Campbell's def. of "language"
Herb Stahlke
HSTAHLKE at gw.bsu.edu
Wed Oct 13 18:58:26 UTC 1999
[ moderator re-formatted ]
I too found Bartholomew's review engaging and fair. One can, however, be a bit
more critical about some of Campbell's statements on the probability of distant
genetic groupings proving valid. Such estimates are guesses that depend on
one's confidence in the guesser. While I regard Campbell's scholarship in
Meso-American and related languages highly, I find he has a way of putting
forth his opinion on untestable matters with more authority than is
appropriate. In his Historical Linguistics (MIT 1999), p. 163, for example, he
says in a table that Africa has "c. 20+ families. I've been in African
linguistics since the mid-60s, and I've never confronted this number, but he
provides no justification for it. On pp. 164-5, his table 6.2 lists "Some of
the better-known language families" of the world and rates the present state of
comparative studies in each. Of the 29 families listed, he rates present
knowledge as good or better for 13, of which 8 are Western Hemisphere groups.
No African group, including Bantu, is rated better than "moderate," and he
leaves out groups like Jukunoid, Akan, Chari, Gbe, Central Khoisan, etc., where
the state of work is quite high. He also rates Sino-Tibetan as "much needed"
without noting the extensive work going on both on the larger family and on
some of its subgroups. A significant number of those he rates as good or
better are groups he himself has worked on. I suspect the table reflects his
own knowledge and experience as much as it reflects scholarly reality.
By the way, unlike Larry, I think it was, I've found Campbell's intro very well
done, in spite of, perhaps also because of, matters where I differ strongly
with him. I'm planning on using it next semester in an intro course for
graduate students who have had a phonetics course and a first phonology course
as prerequisites. I expect them to be able to handle Campbell's challenges
well.
Herb Stahlke
Lloyd Anderson writes:
>>> <ECOLING at aol.com> 10/07 12:13 PM >>>
Nevertheless, Campbell is an extremely competent scholar.

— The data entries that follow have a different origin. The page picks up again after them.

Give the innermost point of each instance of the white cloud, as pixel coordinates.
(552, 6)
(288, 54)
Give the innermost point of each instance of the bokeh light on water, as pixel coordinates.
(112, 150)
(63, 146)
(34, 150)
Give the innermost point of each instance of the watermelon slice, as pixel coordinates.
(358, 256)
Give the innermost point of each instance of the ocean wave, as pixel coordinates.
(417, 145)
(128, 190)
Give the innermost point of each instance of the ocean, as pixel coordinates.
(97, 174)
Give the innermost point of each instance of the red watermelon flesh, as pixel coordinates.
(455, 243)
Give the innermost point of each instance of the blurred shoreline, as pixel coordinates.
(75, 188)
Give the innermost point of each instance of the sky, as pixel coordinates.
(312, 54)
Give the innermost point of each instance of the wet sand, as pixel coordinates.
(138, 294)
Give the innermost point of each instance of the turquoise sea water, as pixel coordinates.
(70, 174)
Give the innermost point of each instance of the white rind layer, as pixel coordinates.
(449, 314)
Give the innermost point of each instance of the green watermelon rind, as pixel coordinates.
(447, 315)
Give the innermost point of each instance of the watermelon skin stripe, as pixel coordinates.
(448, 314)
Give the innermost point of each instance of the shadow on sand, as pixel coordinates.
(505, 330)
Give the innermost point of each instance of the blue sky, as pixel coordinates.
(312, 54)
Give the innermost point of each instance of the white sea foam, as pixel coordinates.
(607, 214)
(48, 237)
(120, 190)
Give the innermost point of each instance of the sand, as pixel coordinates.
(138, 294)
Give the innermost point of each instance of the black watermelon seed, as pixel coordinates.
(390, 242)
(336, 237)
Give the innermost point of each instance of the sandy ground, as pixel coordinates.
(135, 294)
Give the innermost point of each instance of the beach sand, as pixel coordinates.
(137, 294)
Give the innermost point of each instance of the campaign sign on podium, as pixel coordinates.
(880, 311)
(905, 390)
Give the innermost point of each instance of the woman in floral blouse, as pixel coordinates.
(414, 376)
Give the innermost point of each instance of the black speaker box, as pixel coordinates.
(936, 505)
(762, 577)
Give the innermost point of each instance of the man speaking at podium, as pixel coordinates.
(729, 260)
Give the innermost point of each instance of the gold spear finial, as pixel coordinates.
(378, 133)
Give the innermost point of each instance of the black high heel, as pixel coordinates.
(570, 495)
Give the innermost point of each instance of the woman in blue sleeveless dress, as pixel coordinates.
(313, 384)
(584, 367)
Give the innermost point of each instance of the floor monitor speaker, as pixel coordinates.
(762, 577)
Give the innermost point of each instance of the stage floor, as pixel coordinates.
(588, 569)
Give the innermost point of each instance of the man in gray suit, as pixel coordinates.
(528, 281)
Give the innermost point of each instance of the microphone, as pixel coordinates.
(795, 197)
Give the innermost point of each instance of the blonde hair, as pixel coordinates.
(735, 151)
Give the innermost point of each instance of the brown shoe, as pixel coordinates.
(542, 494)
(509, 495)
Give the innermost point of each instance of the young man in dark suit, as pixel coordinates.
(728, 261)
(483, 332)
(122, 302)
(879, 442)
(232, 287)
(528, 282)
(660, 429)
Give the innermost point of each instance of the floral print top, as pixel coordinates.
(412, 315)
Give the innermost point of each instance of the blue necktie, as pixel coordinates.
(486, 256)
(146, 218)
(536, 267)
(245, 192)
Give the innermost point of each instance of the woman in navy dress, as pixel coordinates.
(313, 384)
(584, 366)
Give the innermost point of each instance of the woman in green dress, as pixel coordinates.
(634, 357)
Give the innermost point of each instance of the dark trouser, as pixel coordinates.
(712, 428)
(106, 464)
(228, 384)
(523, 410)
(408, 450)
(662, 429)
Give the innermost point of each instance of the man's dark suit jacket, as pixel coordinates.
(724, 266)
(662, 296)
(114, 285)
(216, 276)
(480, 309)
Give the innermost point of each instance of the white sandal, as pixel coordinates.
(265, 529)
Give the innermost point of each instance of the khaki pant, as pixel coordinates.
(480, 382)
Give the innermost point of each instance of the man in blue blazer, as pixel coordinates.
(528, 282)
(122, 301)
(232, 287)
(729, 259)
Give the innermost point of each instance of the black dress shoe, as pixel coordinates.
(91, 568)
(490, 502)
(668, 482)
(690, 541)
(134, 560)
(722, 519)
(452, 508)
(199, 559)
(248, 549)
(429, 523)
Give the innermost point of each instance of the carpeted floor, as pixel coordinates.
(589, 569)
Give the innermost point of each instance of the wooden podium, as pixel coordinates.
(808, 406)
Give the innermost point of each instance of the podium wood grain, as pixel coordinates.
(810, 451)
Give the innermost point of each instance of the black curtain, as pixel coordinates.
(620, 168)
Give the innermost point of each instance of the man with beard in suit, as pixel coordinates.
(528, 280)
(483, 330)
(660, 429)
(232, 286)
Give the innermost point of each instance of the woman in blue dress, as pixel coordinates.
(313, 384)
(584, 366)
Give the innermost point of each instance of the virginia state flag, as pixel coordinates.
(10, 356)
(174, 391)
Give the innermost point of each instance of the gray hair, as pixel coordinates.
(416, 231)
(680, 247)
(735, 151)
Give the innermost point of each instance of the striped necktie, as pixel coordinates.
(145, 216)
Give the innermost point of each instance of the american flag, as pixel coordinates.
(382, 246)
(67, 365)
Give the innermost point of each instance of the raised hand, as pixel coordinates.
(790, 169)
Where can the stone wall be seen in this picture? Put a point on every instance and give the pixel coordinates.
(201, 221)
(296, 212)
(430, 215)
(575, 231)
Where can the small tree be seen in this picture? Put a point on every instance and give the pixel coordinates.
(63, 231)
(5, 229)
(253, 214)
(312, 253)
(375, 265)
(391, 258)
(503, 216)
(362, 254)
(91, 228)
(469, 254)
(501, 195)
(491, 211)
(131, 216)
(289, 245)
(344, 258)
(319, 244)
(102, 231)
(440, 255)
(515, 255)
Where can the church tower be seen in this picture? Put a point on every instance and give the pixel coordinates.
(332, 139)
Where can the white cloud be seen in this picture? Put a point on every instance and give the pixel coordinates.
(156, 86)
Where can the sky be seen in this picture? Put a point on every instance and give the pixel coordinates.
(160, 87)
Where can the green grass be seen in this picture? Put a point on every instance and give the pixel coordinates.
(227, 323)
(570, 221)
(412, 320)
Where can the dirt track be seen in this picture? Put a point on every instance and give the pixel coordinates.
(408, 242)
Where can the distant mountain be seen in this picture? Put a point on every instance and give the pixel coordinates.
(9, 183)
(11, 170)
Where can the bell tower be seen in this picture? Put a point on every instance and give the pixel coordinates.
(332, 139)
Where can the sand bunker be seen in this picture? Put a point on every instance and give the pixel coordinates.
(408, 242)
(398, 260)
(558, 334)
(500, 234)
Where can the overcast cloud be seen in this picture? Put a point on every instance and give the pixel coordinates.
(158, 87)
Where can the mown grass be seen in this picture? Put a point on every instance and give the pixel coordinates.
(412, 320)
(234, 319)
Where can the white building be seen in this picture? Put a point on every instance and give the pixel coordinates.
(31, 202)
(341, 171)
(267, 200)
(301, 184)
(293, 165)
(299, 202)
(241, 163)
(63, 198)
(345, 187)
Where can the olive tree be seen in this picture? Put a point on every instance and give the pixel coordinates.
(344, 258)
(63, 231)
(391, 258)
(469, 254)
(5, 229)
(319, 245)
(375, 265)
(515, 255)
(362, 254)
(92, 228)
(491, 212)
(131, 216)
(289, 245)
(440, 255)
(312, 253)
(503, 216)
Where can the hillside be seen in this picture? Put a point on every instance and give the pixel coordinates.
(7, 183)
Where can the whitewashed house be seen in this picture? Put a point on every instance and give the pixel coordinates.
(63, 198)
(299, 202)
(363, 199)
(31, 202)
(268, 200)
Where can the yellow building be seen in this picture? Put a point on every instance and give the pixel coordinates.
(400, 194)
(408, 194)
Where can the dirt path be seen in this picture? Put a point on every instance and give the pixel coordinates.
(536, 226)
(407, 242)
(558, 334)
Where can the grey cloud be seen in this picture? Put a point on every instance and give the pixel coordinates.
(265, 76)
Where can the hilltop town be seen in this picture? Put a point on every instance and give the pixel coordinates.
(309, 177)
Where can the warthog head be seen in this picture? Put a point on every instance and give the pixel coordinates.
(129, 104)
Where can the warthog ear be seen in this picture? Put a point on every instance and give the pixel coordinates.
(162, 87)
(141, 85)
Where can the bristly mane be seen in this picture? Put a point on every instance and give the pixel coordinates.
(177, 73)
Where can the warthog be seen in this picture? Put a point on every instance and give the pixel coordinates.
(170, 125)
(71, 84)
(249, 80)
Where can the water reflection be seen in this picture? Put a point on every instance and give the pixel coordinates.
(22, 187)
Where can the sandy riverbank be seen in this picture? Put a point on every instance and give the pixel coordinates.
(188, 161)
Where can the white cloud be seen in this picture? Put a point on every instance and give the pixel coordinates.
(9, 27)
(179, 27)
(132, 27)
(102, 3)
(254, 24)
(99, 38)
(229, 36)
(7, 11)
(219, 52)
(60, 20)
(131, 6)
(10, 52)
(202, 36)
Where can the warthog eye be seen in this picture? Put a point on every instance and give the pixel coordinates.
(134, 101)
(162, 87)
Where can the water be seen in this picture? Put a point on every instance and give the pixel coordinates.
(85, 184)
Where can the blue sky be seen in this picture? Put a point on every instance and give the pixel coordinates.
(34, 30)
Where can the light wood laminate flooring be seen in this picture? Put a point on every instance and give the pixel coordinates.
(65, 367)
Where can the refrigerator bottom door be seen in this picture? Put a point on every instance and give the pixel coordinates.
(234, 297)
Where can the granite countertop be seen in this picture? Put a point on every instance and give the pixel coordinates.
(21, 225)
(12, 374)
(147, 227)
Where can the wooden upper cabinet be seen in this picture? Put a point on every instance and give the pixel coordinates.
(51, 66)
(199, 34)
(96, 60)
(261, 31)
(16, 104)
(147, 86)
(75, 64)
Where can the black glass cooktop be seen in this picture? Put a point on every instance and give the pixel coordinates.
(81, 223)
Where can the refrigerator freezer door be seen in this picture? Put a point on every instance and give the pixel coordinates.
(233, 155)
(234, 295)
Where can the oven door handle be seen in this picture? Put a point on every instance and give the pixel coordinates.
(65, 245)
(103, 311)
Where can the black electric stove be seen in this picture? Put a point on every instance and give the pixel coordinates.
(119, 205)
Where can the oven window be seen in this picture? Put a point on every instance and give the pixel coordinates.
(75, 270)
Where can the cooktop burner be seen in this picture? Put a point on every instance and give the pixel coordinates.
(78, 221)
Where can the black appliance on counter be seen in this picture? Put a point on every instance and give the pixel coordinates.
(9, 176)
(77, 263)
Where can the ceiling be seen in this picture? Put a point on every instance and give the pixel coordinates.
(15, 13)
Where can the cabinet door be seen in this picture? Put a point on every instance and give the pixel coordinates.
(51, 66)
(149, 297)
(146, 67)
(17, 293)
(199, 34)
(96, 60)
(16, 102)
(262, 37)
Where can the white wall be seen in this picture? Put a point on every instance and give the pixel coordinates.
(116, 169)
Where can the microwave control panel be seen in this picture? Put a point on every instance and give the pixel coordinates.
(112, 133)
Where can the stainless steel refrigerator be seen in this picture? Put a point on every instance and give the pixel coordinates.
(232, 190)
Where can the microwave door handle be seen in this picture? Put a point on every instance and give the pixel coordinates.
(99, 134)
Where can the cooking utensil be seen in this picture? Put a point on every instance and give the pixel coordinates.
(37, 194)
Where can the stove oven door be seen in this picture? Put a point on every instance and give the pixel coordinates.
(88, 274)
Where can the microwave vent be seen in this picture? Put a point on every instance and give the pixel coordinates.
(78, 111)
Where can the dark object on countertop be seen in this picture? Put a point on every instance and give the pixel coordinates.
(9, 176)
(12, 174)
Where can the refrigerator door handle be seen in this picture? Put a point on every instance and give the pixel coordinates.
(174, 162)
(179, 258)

For several proposed distant genetic groupings,
he provides probability estimates that the groupings
will ultimately prove valid, and separately from that,
a confidence level (based on how adequate he feels the data is
on which he bases his estimate of ultimate relationship).
For example, for Maya - Huave - Mixe/Zoquean,
he estimates the probability of ultimate relationship at 30%,
and gives a 25% confidence level for that estimate.